What National Audit Office report reveals about royals’ property affairs | Monarchy



  • 1. Princess Beatrice and Princess Eugenie

    The daughters of Andrew Mountbatten-Windsor, who do not perform royal duties, live rent free in occupied royal palaces. Rent on Beatrice’s St James’s Palace apartment is currently set at 68% of open market value. Rent on Eugenie’s Ivy Cottage at Kensington Palace is set at 64%.

    King Charles pays both rents out of his private Duchy of Lancaster income, continuing an arrangement made by his mother, Queen Elizabeth II, which is kept under regular review. Rent is adjusted because the properties are behind security cordons requiring security vetting for tenants.

    Both royals have private properties: Beatrice a converted Cotswold farmhouse close to Blenheim Palace in Oxfordshire; Eugenie a seaside property in Comporta, Portugal.

    Maintenance and operational costs of occupied royal palaces are met by public funds through the sovereign grant, which pays for the royal family’s official duties and the upkeep of royal palaces. Sources say rent paid for the two properties by Charles reimburses any publicly-funded expenditure with no additional cost to the sovereign grant. Eugenie is said to have undertaken refurbishments of her Kensington Palace property at her own expense.


  • 2. Duke and Duchess of Edinburgh

    Edward and Sophie pay a “peppercorn rent” after signing a long lease of 150 years in 2007 for Bagshot Park in Surrey, with an upfront payment of £5m to the crown estate. They also held a previous lease from 1998 to 2007, with a committed restoration spend of £1.38m. They also have a rent-free apartment at St James’s Palace, London, managed by the royal household, in return for performing royal duties.

    Under their crown estate lease, they are entitled to sublet on the Bagshot Park estate, and generated private income by commercially letting out the stable complex until 2020.

    It is understood they invested significant capital to convert the stable block to let it out. Of two further units within the stables footprint, one is used by member of staff and their family at a rate in line with the household’s policy for staff, while another is a storage facility which has previously been used by the Royal Collection Trust, but is not currently in use.


  • 3. Prince and Princess of Wales

    William and Catherine pay £307,200 annual rent on Forest Lodge, a crown estate property in Windsor on which they took out a 20-year lease last year with no upfront deposit because they are paying for all internal refurbishment costs.

    The crown estate funded repairs at the mansion, two of three cottages on the site, the barn and the grounds in line with its obligations as a landlord totalling £396,993, immediately before they moved in, in line with its duties as landlord. The couple also have a lease on Staff Lodge 1 on the Windsor estate, which has an annual rent of £19,800 and is occupied by a staff member.

    In addition they have a large rent-free apartment at Kensington Palace, managed by the household, as well as Anmer Hall, a private mansion, reportedly with 10 bedrooms, on the king’s Sandringham estate in Norfolk.

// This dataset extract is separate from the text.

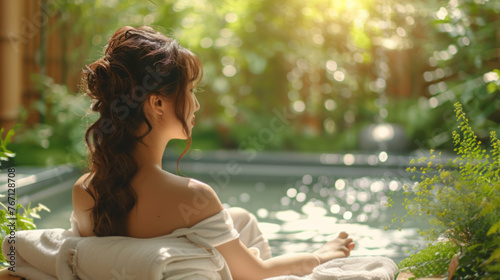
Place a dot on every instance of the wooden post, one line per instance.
(11, 50)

  • 4. Prince and Princess Michael of Kent

    The late Queen’s cousin, and his wife Marie-Christine, who are in their 80s, live in a Kensington Palace apartment with rent also being paid by Charles. There was a public outcry in 2002 when it emerged they paid a peppercorn rent of just £69 a week to live in Apartment 10, maintained by the taxpayer, despite not carrying out royal duties. MPs on the Commons’ public accounts committee demanded they pay full rent, but the couple argued that Queen Elizabeth II had given them the use of the palace as a wedding present.

    The then queen offered to pay a commercial rate rent of £120,000 a year on their behalf, until they had to find the sum themselves after the end of 2009. It would appear that towards the end of the seven-year deal, the queen agreed to continue the private funding, and Charles has continued the arrangement. It is not known exactly how much the current rent is – but it has now increased 34% between 2020 and 2026, and is 63% of a 2026 open market valuation, the NAO said.


  • 5. Princess Alexandra and her daughter Marina Ogilvy

    The late Queen’s cousin Princess Alexandra, 89, lives in Thatched House Lodge in Richmond Park, which is leased to THL Trust. She currently pays an annual ground rent of £1,500, which alters depending on time lapsed, after a premium payment of £670,000 in 1995, following a previous lease in 1971. Her daughter Marina Ogilvy has an assured shorthold tenancy on a cottage on the Windsor estate, and pays an annual rent of £17,436.